0340 plot_hold(hold_years = 1)
Holding onto silver or gold for just a year does not seem wise. Unless you are lucky at you buy-in, you could very easily make a loss after holding for just a year. Why is this important? It means you are unlikely confidently hold for just a year and be able to liquidate your investment if you need it.
Over just a year, holding silver or gold could even be a worse investment than considering a fixed-interest investment with the bank.
0341 plot_hold(hold_years = 2)
With a two year hold on silver and gold it becomes clearer that gold falls last and recovers first. Events where silver outperforms gold exist, but are rare. You could be left holding silver or gold for a long time, which may represent significantly less value than banking the money.
0342 plot_hold(hold_years = 5)
When holding for 5 years, it seems clear that there could be large periods where you are unable to sell your investment without making a significant loss. Gold is begins to display significantly greater stability too. If you find yourself holding during a recession, you may be holding for a long time, especially if the buy-in was wrong.
Interestingly, the best thing you could probably do is double-down on your position and buy the metals at the new lower price.
0343 plot_hold(hold_years = 10)
Holding gold over a period of 10 years is far more stable in gold than silver. Gold represents nearly as good an investment as a fixed high interest account.
0344 plot_hold(hold_years = 15)
Holding gold for longer than 15 years is almost always a better investment than a high interest account.
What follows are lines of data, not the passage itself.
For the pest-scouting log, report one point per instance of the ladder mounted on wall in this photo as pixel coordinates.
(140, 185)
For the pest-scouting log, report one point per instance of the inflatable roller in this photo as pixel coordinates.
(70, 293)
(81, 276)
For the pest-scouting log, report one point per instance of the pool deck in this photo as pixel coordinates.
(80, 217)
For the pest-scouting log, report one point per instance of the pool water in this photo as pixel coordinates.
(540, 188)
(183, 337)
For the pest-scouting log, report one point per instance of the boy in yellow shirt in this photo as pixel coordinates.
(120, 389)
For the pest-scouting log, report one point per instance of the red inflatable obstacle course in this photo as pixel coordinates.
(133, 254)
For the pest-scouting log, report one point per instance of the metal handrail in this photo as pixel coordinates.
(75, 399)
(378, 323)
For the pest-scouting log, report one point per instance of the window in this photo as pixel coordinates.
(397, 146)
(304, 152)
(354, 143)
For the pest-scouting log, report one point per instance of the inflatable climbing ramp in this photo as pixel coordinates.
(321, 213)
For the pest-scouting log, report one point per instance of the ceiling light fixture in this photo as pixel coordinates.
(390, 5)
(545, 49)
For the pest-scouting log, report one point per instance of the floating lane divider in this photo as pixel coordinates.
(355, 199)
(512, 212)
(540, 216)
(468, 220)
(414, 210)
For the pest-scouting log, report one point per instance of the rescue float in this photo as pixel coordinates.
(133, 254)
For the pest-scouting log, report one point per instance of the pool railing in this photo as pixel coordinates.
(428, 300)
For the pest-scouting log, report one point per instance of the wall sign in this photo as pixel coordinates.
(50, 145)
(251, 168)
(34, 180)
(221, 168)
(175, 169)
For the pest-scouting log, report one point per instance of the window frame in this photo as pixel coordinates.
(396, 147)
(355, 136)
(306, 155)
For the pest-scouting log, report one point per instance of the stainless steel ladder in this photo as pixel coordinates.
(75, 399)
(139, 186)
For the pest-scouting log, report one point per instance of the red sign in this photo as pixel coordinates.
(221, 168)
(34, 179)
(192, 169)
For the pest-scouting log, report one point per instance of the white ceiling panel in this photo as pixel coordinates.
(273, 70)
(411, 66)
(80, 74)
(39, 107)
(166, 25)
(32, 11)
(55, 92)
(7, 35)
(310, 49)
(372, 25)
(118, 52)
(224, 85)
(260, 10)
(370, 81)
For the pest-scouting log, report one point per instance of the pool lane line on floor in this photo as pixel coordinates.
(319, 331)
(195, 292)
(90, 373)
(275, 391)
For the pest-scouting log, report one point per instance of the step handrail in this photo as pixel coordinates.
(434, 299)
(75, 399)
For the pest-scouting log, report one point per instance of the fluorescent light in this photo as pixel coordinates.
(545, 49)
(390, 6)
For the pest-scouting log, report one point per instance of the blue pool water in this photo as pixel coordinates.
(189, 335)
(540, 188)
Bare in mind that this doesn’t account for risk, something that our historic simulations attempt to account for!
Let us consider each of the original research questions…
- Which precious metal realises a greater return on investment, silver or gold?
Other than some weird short-term edge-cases, it appears that gold is consistently a better investment than silver, especially when holding for two years or more.
- How historically volatile is each metal, when compared to a fixed-interest rate with a bank?
We have ultimately made a massive assumption with the interest rates that banks can provide, and yet have a relatively realistic expectation of how volatile silver and gold can be expected to be.
- How long may each metal need to be held to safely realise a profit on investment?
It really depends on the buy-in market. With a 5 year hold the market is relatively stable, but this position could translate to a 10 year or 15 year hold to realise full gains.
If I do invest in silver and gold, it will be a case of watching the stock market and investing at a good price. Ideally I would wait for a drop in the price of precious metals.